イムジン河 水清く とうとうと流る
出典: イムジン河/作詞:朴世永 訳詞:松山猛 作曲:高宗漢,加藤和彦
歌の主人公の前には先程とは何も変わりなく、河が流れています。
主人公が立っている地と、河の向こう側を隔てていることを知るはずもない河。
だからこそ「清く」澄んだ水が悲しいのでしょう。
綺麗に見える水だけれど、それは涙の色を表しているように目に映るのです。
この場所で主人公が落とした涙が流れる河。
涙で河の水量も増えてしまったのでしょうか。
今日も「とうとう」と滞ることなく流れています。
そして歌詞は「流る」と終止形で結ぶのです。
河は流れているけれど、今の辛さや悲しみはいつか終わる。
そのような願いが込められているのでしょうか。
自分にもしそれがあれば
つながっているから
北の大地から
南の空へ
飛びゆく鳥よ 自由の使者よ
出典: イムジン河/作詞:朴世永 訳詞:松山猛 作曲:高宗漢,加藤和彦
主人公は再び河の向こうの地に視線を移します。
自分が立っている地面がつながっているように、空もつながっている。
そして主人公の心を知ったように、鳥が空に飛び立ちました。
主人公は空を見上げて鳥の姿を追いかけます。
北と南を隔てる河を、あっという間に飛び越えて向こう側の空を飛ぶ鳥。
翼があれば自分もあのように飛べるのに。今すぐにでも河の向こう側に行けるのです。
歌の主人公は自分の思いを翼に託したい、「使者」になってと願います。
何にも邪魔されずに、この河を渡ることができるように伝えて欲しい。
翼を使って飛ぶのなら、きっとその願いを叶えてくれると祈るのです。
抗えないこと
だれが祖国を
二つにわけてしまったの
誰が祖国をわけてしまったの
出典: イムジン河/作詞:朴世永 訳詞:松山猛 作曲:高宗漢,加藤和彦
翼を持つことはできない、翼に思いを託して祈ることしか今はできないのです。
そして、どうして自分がこのような辛い思いを抱えることになったのか。
誰に向けて今の悲しみを訴えていいのかを、知るすべが無いのです。
もしかしたらこの状況になってしまった理由を、微かに分かっているのかもしれません。
それでも誰にも言えないのです。解決の方法を教えてくれる人もいないのでしょう。
だから繰り返してしまいます。「だれが」と「誰が」と切なく問いかけるのです。
1つであったあずなのに、抵抗をすることも許されず分かれてしまった国土。
地面も空も1つにつながっているのに、違うことを受け入れなければいけない自分がいます。

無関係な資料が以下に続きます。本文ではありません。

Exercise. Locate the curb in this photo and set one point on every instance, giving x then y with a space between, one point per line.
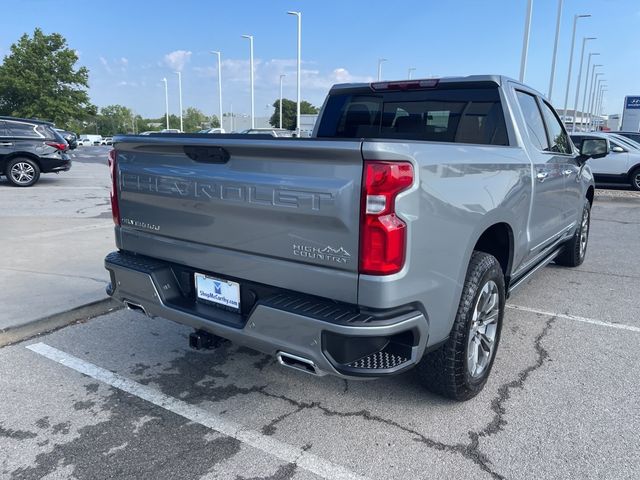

心では抗おうとしているのに、どうすることもできずに空を眺めたままです。
つなぐ橋ができれば
空を見上げて
イムジン河 空遠く
虹よかかっておくれ
河よ おもいを伝えておくれ
出典: イムジン河/作詞:朴世永 訳詞:松山猛 作曲:高宗漢,加藤和彦
どうにもしようのない心を抱えたままの歌の主人公。
それでもつながっている空を見ながら、希望を捨てることはありません。
翼は手に入れられなくても、河に橋をかければ向こう側に行けると、再び強く願うのです。
もし今空に「虹」がかかればそれを渡って河を超えることができる。
空と光が作り出した橋ならば、誰にも邪魔をされずに渡れると信じたのでしょう。
でも目の前にあるのは自分の心の中を見透かしたように、こちらと向こうを隔てて流れる河。
それが真実であれば、せめて自分の本当に言いたいことだけでも伝えて欲しい。
心にある悲しみも苦しみも流れに乗せて、向こう側に届けて欲しいのです。
歌の主人公が見ている河は最初から最後まで、何も変わらずに流れ続けています。
変わらない変えられない
ふるさとをいつまでも
忘れはしない
イムジン河 水清く
とうとうと流る
出典: イムジン河/作詞:朴世永 訳詞:松山猛 作曲:高宗漢,加藤和彦
大地を流れる河の風景は歌が始まってから、何も変わってはいないのでしょう。
つながっている地面と空にも変わりはありません。
歌の主人公の心に変化はあるのでしょうか。
翼を求め、橋を架けることを望み、隔てているものに挑もうとしました。
そしてそれがすべて叶わないことが、分かってしまったのです。
それでも歌の主人公の心も同じなのでしょう。
変わらず願うのは「ふるさと」のこと、「忘れない」がそれを表しています。
自分が生まれた土地のことはいつまでも覚えている。
いつかその地に行くことだって諦めていないのです。
歌詞の最後まで「とうとう」と流れる河。
その大きさは歌の主人公だけではなく、すべての人の思いも受け止めているのでしょう。
向こう側に行きたい人たちすべての願いを河は知っています。
ここで泣いている人たちを河は拒むことはしません。
澄んだ心が流す涙も一緒に河は今日も流れています。
いつかこの河をすべての人が渡れることを、静かに祈っているのでしょう。